I am very passionate about math and helping others master and feel confident about these critical skills. I often get asked, "why do I need to know this?" I used to go into an elaborate explanation about how it was good training for your mind and it helped develop critical thinking. But I don't do that any more (even though its true). Instead, I try to find something in their current life that relates to math ... the application of math, that they are already doing on a regular basis. If I can find interest, and determine how solid the foundation is ... I can craft a way to reinforce that foundation with true understanding so that a much stronger building can be built. The other day, an article was published that said the largest prime number so far (there are an infinite number) was identified. It had over 17 million digits. Just for fun, the students and I calculated how high a stack of paper would be required to write it down. It turned out to be larger than the Universe. Math can be fun ... not something to be avoided.
Education & Certification
Undergraduate Degree: New York University - Bachelors, Economics
Graduate Degree: New York University - Masters, Quantitative Analysis
Golf, theater, movies, computers, technology, math
What is your teaching philosophy?
Craft a teaching method to the learning style and foundation of the student. Attempt to relate new information to existing knowledge wherever possible.
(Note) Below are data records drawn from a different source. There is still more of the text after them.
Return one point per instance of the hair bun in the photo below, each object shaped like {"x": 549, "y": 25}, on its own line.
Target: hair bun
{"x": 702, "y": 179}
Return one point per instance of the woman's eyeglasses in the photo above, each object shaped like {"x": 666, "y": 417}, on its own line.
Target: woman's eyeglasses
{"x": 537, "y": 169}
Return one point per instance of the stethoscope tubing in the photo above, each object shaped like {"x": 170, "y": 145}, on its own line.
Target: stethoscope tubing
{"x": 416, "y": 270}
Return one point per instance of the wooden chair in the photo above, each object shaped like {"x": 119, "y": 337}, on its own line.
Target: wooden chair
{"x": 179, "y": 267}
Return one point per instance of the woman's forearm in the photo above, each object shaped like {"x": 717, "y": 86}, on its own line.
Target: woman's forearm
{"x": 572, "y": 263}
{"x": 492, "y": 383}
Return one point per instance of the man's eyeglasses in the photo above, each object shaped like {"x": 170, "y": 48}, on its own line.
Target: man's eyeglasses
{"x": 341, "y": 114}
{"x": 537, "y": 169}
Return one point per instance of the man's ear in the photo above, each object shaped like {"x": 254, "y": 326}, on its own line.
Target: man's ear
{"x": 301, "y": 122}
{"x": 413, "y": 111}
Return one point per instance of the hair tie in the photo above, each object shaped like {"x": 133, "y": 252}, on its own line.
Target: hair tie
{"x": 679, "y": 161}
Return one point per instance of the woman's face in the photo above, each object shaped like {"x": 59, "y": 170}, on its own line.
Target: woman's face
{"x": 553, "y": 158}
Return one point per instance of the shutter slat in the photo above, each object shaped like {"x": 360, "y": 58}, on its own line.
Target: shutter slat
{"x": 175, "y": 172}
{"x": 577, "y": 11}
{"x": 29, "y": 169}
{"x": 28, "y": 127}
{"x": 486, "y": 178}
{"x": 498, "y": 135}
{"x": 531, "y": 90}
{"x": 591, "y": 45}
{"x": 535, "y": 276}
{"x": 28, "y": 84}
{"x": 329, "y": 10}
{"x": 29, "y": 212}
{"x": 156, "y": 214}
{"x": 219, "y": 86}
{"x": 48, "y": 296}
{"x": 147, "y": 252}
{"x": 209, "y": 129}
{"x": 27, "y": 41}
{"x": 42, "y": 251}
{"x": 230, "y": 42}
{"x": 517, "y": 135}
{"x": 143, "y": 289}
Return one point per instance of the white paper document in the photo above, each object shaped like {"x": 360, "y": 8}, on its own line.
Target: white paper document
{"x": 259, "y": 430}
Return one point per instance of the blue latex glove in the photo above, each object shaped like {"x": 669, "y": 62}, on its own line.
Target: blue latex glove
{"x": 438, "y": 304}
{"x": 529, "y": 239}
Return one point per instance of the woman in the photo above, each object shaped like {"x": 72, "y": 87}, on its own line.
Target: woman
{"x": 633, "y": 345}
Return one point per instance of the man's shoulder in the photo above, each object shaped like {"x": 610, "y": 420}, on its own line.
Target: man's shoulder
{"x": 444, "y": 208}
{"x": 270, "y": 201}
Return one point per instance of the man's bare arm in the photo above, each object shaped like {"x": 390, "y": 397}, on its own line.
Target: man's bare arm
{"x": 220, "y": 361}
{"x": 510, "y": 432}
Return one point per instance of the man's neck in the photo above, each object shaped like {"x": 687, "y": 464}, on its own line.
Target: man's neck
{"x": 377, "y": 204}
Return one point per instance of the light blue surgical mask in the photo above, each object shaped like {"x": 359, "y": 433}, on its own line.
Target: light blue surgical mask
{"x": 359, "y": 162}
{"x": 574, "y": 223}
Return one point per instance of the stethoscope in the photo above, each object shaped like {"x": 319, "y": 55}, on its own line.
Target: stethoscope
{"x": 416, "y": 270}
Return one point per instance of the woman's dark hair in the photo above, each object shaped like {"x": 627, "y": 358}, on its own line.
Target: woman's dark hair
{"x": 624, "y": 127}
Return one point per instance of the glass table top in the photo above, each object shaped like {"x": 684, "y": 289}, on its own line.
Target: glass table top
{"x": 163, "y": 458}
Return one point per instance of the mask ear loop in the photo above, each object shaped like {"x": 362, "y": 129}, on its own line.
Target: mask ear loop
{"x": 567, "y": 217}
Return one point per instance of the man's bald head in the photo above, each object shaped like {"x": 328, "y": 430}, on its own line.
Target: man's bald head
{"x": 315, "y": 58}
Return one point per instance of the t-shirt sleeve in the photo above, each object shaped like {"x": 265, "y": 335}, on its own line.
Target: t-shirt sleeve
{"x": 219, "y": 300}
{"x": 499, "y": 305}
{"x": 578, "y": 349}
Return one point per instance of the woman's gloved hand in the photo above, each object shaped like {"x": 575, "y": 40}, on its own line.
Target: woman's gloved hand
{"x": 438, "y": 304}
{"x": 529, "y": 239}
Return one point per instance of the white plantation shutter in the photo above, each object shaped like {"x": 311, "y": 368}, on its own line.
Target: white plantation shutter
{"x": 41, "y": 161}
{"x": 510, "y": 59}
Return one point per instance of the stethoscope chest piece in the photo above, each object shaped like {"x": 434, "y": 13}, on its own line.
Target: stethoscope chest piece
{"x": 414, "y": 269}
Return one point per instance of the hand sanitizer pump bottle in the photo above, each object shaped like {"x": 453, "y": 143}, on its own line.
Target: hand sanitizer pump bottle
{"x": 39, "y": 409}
What might you do in a typical first session with a student?
Get to know the student and their background.
How can you help a student become an independent learner?
Assist in having the student truly understand the topics at hand. Once understood, future topics will be easier to add to their foundational base.
How would you help a student stay motivated?
Show praise wherever they have achieved a correct result with understanding. Let them know when they have made an error, and guide them through to a correct understanding.
If a student has difficulty learning a skill or concept, what would you do?
Try a new approach until something clicks. It's often necessary to back up a step or two until the student has comfort with the material.
How do you help students who are struggling with reading comprehension?
Slow the process down and try to discuss and visualize what is being read.
What strategies have you found to be most successful when you start to work with a student?
Have some small talk around topics totally unrelated, where the student has some mastery or strong interest. Establish an environment of success.
How would you help a student get excited/engaged with a subject that they are struggling in?
Break it down into topics where the student has mastery. Show them how even the most complicated looking topics are made up of a number of simpler ones.
What techniques would you use to be sure that a student understands the material?
Have them explain what they are doing in their own voice. Try to get them away from the calculations and explain it to me as though I did not know anything. Teaching is a great way to learn.
How do you build a student's confidence in a subject?
Praise the correct approach, understanding, and results.
How do you evaluate a student's needs?
Through use of sample questions that relate to foundational topics. Trying to identify where there may be cracks in that foundation.
How do you adapt your tutoring to the student's needs?
All students love the feeling of success, which is ultimately the ability to understand and execute in a given topic. How they get to that moment varies by student. Looks for the "ah ha" moments, and use that to craft a style around the student.
What types of materials do you typically use during a tutoring session?
Depending on the age ... for your children, I try to use manipulatives such as blocks, dominoes, Legos, etc. Since they are familiar with these, it’s easier for them to be comfortable. For older students, videos of lessons can be an excellent source, plus they can be returned to for review.